The Seventh Circuit recently held that in a mixed motives retaliation case, the plaintiff is not entitled to declaratory relief, injunctive relief, or attorneys fees because retaliation is not listed in the mixed motives provision of the 1991 Civil Rights Act. McNutt v. Board of Trustees of the University of Illinois, 141 F.3d 706, (7th Cir. 1998).
If an employer takes an adverse employment action against an employee for a discriminatory reason and later discovers a legitimate reason which it can prove would have led it to take the same action, the employer is still liable for the discrimination, but the relief that the employee can recover may be limited. McKennon v. Nashville Banner Publishing Co., 513 U.S. 352 (1995). In general, the employee is not entitled to reinstatement or front pay, and the back pay liability period is limited to the time between the occurrence of the discriminatory act and the date the misconduct justifying the job action is discovered. McKennon, 513 U.S. at 361-62.

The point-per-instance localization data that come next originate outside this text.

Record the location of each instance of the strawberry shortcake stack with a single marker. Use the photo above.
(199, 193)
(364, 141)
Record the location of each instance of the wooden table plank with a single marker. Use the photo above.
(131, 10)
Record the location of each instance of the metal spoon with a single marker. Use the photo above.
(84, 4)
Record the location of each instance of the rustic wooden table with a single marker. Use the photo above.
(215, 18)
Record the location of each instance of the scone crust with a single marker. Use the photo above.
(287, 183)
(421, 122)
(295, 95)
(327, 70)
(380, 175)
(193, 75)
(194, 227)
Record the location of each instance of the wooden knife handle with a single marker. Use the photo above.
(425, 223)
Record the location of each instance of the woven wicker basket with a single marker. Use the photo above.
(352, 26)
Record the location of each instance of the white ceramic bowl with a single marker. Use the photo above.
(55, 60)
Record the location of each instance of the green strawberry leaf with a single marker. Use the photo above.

Pattern or Practice Discrimination
In class actions or other cases alleging a widespread practice of intentional discrimination, plaintiffs may establish a prima facie case using statistical evidence instead of comparative evidence pertaining to each class member. Teamsters v. United States, 431 U.S. 324 (1977). Plaintiffs often combine the statistical evidence with anecdotal or other evidence of discriminatory treatment. See, e.g., EEOC v. O & G Spring & Wire Forms Specialty Co., 38 F.3d 872, 874-75 (7th Cir. 1994) (plaintiff's statistical evidence was corroborated by anecdotal evidence and hiring records). The employer can rebut the prima facie case by introducing alternative statistics or by demonstrating that plaintiff's proof is either inaccurate or insignificant. Teamsters, 431 U.S. at 339-41. The plaintiff then bears the burden of proving that the employer's information is biased, inaccurate, or otherwise unworthy of credence. Coates v. Johnson & Johnson, 756 F.2d 524, 544 (7th Cir. 1985).